Effects of tetrandrine on smooth muscle contraction induced by mediators in pulmonary hypertension.

AIM

In attempt to characterize tetrandrine on pulmonary hypertension, biological activities induced by a range of mediators implicated in the pathogenesis of pulmonary hypertension were investigated.

METHODS

Pulmonary artery rings and tracheal segments were contracted with couples of bioactive substances in which a series experiments including effects of tetrandrine on calcium agonist, endothelin, thromboxane A2, angiotensin II, neuropeptide Y, histamine, 5-methyl furmethide were performed, the influences of tetrandrine in the concentration of 1 to 30 micromol/L were investigated.

RESULTS

Tetrandrine inhibited calcium agonist BayK8644, endothelin-1 and thromboxane A2 mimetic U46619, angiotensin II- and neuropeptide Y-induced contractile responses with depression of the maximal contraction of pulmonary artery rings in a varying extent.
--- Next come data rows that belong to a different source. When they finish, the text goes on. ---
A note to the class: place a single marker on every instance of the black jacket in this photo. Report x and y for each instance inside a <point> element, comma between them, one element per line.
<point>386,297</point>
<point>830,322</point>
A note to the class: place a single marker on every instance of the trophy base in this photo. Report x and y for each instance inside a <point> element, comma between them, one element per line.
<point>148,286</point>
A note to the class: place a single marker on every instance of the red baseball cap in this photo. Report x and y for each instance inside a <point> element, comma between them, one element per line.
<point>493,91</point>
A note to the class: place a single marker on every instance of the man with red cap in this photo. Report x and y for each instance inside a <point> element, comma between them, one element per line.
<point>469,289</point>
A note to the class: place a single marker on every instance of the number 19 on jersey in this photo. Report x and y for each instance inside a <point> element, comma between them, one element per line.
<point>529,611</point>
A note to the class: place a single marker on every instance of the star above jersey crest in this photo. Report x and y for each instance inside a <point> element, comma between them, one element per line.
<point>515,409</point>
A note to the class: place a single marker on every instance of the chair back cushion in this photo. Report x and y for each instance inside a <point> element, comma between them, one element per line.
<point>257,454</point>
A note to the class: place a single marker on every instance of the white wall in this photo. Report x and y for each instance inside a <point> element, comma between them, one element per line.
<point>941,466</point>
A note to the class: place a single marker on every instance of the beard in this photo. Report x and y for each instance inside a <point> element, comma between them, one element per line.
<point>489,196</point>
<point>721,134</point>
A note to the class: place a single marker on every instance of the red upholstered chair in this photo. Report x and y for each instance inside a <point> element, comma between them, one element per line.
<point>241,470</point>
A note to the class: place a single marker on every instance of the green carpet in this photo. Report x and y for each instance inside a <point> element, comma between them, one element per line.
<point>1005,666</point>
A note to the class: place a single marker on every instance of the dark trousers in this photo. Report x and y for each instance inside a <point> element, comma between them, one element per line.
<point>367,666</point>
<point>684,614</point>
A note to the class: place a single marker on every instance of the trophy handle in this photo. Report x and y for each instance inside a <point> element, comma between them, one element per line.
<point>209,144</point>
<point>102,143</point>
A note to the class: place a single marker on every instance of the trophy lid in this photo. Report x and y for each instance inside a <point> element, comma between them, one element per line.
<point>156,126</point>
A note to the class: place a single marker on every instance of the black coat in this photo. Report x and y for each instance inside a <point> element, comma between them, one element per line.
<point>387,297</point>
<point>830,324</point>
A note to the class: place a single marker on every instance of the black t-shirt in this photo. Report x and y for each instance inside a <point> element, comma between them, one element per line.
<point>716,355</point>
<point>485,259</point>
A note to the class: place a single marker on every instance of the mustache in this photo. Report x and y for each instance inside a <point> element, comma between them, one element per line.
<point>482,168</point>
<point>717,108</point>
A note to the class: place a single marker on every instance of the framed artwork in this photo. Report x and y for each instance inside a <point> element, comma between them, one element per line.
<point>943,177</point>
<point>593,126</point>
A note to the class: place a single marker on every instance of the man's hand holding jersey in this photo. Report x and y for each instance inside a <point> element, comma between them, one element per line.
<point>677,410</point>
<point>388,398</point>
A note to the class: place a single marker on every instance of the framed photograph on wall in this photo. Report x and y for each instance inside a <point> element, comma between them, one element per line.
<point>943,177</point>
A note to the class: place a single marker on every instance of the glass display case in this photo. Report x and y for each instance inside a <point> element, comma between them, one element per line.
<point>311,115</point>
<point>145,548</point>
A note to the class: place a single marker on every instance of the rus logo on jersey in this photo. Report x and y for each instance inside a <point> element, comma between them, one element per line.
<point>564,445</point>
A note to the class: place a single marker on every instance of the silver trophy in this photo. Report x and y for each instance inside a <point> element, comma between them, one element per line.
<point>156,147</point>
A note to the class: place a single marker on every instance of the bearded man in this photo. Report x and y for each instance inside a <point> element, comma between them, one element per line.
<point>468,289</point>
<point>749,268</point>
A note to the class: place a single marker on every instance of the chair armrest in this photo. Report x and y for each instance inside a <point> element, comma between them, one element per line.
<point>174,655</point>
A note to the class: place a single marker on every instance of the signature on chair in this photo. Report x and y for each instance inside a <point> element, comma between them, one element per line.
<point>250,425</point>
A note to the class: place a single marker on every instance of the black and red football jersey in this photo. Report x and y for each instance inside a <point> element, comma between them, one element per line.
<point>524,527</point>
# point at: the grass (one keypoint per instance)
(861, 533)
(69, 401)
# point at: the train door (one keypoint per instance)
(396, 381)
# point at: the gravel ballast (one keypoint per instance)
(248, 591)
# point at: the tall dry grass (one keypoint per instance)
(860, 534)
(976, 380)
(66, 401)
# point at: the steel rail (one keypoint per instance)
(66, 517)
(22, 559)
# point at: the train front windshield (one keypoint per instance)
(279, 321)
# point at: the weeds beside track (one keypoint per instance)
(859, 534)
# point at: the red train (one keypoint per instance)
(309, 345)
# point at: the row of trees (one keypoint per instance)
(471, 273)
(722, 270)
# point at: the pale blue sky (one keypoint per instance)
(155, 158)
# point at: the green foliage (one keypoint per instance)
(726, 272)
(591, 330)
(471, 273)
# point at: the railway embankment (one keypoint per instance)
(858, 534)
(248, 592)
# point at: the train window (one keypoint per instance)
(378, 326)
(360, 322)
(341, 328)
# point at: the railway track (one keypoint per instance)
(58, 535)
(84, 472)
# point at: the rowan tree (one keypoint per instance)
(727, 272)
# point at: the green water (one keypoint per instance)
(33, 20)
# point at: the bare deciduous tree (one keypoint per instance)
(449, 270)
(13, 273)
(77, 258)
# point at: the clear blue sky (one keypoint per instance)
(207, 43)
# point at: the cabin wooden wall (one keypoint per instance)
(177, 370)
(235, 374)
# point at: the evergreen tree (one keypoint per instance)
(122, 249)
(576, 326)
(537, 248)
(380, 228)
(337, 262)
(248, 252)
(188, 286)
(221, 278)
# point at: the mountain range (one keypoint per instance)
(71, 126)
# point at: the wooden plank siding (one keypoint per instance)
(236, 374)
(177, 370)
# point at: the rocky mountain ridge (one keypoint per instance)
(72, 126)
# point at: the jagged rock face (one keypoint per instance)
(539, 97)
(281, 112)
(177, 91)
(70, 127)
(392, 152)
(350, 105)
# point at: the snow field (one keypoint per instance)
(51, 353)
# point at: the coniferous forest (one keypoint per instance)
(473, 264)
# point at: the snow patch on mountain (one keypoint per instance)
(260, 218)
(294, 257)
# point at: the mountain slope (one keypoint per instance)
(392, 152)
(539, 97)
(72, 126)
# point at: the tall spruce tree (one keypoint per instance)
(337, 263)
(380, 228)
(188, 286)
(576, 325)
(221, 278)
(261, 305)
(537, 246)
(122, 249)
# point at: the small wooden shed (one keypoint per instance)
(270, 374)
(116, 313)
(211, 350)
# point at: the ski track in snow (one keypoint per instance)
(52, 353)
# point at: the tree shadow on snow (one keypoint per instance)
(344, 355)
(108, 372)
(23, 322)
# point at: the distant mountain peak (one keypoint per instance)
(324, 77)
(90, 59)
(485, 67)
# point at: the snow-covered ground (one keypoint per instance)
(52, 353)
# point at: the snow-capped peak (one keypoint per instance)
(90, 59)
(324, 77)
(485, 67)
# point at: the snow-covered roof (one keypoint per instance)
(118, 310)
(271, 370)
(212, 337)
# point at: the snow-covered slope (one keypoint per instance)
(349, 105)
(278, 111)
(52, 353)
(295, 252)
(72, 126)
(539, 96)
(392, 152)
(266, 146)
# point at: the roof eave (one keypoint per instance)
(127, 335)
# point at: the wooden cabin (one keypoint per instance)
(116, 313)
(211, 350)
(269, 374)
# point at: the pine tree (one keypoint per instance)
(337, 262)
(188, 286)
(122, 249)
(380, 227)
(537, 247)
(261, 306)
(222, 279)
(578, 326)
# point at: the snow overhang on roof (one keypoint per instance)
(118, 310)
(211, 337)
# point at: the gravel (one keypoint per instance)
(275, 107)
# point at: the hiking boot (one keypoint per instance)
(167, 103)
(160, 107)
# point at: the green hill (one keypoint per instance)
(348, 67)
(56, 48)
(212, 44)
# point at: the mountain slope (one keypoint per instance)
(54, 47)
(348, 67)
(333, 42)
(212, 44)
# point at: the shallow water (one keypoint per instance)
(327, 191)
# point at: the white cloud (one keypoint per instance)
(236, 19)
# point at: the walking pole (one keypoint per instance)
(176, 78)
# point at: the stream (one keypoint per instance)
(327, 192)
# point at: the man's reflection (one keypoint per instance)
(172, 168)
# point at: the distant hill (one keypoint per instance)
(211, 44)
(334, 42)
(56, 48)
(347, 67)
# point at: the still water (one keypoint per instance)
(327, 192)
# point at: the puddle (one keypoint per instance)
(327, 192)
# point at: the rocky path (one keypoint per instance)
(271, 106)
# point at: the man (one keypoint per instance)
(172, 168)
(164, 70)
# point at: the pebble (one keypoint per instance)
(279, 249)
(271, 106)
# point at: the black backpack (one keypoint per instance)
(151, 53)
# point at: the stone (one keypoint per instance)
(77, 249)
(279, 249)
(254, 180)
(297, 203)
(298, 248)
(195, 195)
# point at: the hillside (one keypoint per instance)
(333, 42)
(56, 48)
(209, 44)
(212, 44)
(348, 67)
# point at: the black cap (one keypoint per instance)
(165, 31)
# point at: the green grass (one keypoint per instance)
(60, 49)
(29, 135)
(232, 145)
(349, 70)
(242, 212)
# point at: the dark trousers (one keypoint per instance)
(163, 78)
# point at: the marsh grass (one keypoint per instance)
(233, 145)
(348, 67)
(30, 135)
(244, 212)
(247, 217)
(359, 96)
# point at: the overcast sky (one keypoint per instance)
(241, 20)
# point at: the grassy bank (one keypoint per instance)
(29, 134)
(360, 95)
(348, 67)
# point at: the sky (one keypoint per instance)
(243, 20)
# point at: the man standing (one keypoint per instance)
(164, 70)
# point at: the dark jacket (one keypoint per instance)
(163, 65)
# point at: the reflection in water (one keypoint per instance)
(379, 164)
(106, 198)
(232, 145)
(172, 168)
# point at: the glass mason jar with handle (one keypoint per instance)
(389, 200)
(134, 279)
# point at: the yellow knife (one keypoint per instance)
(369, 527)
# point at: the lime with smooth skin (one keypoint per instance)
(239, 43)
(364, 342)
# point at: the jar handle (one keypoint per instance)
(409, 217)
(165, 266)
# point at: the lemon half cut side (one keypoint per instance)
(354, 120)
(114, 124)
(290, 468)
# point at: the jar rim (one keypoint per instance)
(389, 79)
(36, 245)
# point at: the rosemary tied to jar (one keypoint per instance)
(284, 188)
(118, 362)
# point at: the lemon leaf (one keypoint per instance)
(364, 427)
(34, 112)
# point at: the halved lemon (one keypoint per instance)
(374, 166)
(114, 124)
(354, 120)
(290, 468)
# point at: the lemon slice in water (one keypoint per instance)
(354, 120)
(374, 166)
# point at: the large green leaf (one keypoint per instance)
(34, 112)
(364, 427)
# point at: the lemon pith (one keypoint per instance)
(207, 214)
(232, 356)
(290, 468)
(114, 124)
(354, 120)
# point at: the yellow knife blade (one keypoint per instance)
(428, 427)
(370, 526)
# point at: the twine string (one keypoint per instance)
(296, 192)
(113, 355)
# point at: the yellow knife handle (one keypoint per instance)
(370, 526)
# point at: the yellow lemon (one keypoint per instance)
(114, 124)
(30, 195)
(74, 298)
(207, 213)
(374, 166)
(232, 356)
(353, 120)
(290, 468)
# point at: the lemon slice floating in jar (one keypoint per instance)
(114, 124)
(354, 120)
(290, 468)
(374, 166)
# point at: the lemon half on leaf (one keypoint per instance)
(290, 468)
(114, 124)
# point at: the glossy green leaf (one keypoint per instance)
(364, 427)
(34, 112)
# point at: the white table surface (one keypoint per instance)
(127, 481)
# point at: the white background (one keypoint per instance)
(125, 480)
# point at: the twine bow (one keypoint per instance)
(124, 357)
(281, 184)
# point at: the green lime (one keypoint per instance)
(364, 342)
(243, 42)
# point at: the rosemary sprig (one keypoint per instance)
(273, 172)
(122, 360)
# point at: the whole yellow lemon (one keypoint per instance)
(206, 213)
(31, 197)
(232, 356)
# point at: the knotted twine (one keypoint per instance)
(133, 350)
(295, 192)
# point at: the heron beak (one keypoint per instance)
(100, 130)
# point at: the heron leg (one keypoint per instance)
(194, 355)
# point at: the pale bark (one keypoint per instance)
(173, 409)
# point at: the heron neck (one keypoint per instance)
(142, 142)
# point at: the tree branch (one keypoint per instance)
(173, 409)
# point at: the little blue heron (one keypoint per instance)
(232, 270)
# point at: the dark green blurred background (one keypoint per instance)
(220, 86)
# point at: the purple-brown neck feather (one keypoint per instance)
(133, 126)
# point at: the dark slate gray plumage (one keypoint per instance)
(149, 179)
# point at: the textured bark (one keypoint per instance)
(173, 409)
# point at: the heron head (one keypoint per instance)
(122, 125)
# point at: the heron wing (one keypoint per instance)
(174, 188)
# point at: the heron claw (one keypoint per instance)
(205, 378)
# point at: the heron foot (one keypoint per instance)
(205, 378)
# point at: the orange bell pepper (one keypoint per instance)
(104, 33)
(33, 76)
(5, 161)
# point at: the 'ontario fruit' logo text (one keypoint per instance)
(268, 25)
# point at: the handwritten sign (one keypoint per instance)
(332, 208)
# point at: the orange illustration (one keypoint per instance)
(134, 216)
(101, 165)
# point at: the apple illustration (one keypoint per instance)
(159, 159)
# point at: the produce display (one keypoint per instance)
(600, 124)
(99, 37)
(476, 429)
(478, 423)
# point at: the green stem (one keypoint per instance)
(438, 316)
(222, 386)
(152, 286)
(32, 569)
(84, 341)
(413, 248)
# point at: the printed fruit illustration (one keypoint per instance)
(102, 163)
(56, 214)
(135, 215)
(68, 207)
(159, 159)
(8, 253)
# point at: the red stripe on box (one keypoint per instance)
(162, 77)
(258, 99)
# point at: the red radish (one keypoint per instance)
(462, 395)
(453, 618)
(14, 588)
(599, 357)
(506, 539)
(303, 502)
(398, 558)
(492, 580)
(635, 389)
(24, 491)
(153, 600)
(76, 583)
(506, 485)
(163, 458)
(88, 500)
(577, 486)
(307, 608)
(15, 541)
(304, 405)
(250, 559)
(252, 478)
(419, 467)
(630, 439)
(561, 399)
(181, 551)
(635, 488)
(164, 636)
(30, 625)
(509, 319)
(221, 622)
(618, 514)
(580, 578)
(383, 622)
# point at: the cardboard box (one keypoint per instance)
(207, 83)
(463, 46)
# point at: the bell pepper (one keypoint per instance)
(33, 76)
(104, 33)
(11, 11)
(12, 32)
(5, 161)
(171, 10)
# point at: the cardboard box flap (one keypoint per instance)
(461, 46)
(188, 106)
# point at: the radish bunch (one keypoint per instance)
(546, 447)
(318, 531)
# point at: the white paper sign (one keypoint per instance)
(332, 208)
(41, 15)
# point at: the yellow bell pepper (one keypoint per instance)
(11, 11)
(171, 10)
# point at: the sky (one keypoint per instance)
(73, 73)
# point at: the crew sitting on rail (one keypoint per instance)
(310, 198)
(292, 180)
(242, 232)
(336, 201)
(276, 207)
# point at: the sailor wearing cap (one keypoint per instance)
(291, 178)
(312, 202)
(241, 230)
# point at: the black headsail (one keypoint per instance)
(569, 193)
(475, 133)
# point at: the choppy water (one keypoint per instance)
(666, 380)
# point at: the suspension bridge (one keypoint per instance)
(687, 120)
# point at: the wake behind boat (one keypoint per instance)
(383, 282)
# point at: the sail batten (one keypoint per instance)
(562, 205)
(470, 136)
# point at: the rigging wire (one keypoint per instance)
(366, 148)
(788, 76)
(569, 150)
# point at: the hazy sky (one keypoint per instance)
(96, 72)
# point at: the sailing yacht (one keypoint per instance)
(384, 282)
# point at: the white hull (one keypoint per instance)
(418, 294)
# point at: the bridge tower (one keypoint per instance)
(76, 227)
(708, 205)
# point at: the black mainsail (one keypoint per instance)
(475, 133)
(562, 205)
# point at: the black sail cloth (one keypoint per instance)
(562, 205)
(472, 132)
Tetrandrine inhibited leukotriene E4-induced concentration-response curve in a competitive antagonist manner with a pKB of (5.29+/-0.11) without any influence leukotriene C4, leukotriene D4, histamine, and 5-methyl furmethide induced contractile responses of guinea pig trachea.

CONCLUSION

Tetrandrine may produce multiple pharmacological effects against calcium channel antagonist, U46619, endothelin-1,angiotension II, and neuropeptide Y induced vasoconstriction in rat pulmonary arteries in varying extent and inhibition of leukotriene E4 rather than C4, D4, histamine, and 5-methyl furmethide induced contractile responses on rat tracheal segments. These pharmacological characteristics are considered to contribute to its antihypertensive action during pulmonary hypertension.